Western Iowa Congressman Steve King says it appears the Army Corps of Engineers has managed the Missouri River “by the book”, but King says that doesn’t mean the Corps won’t face congressional hearings about this year’s flooding.

“I’ve asked the Corps of Engineers to produce for me the model that (it) had to manage the six dams…in order to prevent this flood,” King says. 

King, a Republican from Kiron, flew over the flood zone in a helicopter last week. “It is something to see. The water that is, roughly, a mile-and-a-half wide most anywhere…and then you get down by Blencoe it’s eight miles wide. Just north of Omaha, it’s 11 miles wide,” King says. “It is something to see, all of this water coming down.” 

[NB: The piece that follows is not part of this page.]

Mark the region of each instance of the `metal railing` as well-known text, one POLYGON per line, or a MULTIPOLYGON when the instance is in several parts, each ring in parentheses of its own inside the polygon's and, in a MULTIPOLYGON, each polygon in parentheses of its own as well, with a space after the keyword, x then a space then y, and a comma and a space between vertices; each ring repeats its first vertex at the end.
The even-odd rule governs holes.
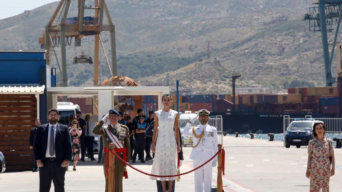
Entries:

King says it will be “a very long summer” for the Iowans who’ve seen their property go under water.

“This is unprecedented water that’s flowing down here. It’s more water than ever before, since we started to measure at least, coming out of the Missouri River basin area and we’ve done a good job of protecting what we can protect,” King says. “It’s devastating. There are, you know, hundreds of thousands of acres of farmland that are underwater. There’s more that’s still filling.”

King says congress “will investigate” and “evaluate” whether the Army Corps of Engineers should change its master plan for managing the upriver reservoirs.

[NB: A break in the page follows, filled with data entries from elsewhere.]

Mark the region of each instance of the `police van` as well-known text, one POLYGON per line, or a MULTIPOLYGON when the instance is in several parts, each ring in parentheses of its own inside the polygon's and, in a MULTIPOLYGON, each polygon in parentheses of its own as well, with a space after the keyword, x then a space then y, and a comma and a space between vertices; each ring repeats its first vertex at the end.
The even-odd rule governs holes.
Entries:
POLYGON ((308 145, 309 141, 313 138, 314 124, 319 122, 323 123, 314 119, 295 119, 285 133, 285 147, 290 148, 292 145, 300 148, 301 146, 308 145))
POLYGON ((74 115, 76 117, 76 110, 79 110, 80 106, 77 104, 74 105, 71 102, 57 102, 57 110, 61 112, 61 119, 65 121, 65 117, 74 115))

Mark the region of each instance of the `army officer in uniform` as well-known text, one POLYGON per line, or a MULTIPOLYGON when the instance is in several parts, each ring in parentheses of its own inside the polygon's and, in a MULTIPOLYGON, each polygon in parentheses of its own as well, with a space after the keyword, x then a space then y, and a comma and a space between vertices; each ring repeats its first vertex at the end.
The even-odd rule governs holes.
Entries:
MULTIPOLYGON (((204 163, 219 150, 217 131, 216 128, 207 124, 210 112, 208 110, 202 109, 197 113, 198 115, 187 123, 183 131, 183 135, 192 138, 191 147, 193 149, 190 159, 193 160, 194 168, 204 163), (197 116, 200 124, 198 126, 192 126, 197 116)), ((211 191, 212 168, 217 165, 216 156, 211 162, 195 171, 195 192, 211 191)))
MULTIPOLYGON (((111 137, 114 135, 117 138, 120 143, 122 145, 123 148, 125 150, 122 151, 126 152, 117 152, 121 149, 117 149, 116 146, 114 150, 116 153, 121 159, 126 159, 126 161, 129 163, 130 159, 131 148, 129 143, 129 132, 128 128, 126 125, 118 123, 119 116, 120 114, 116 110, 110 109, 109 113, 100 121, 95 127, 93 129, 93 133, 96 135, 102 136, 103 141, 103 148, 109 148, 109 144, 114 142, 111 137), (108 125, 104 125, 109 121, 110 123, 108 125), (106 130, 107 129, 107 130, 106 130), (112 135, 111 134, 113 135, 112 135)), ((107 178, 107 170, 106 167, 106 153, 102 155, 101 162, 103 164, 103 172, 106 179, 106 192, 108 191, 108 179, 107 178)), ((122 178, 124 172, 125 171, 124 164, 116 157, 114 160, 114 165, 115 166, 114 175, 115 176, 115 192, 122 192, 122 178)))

“That 16.3 million acre feet of flood storage that was designed into it in the ’50s is what they have maintained all along and they drew back down to that. They got very late spring snow and unprecedented rain up there,” King says. “So now this event that wasn’t expected becomes something that we have to plan for in the future.”

King made his comments during an interview with KJAN Radio.

The six Iowa counties that border the Missouri River have been declared presidential disaster areas.  King and the rest of Iowa’s congressional delegation have co-signed a letter, asking that those same six counties be designated by the U.S. agriculture secretary as disaster areas, too, a move that would free up some federal farm program support for farmers in the area.

King flew over the flooded Missouri River border with Governor Branstad last week. Two other central Iowa congressman — Democrat Leonard Boswell of Des Moines and Republican Tom Latham of Ames — visited the southwestern Iowa flood zone last week, too.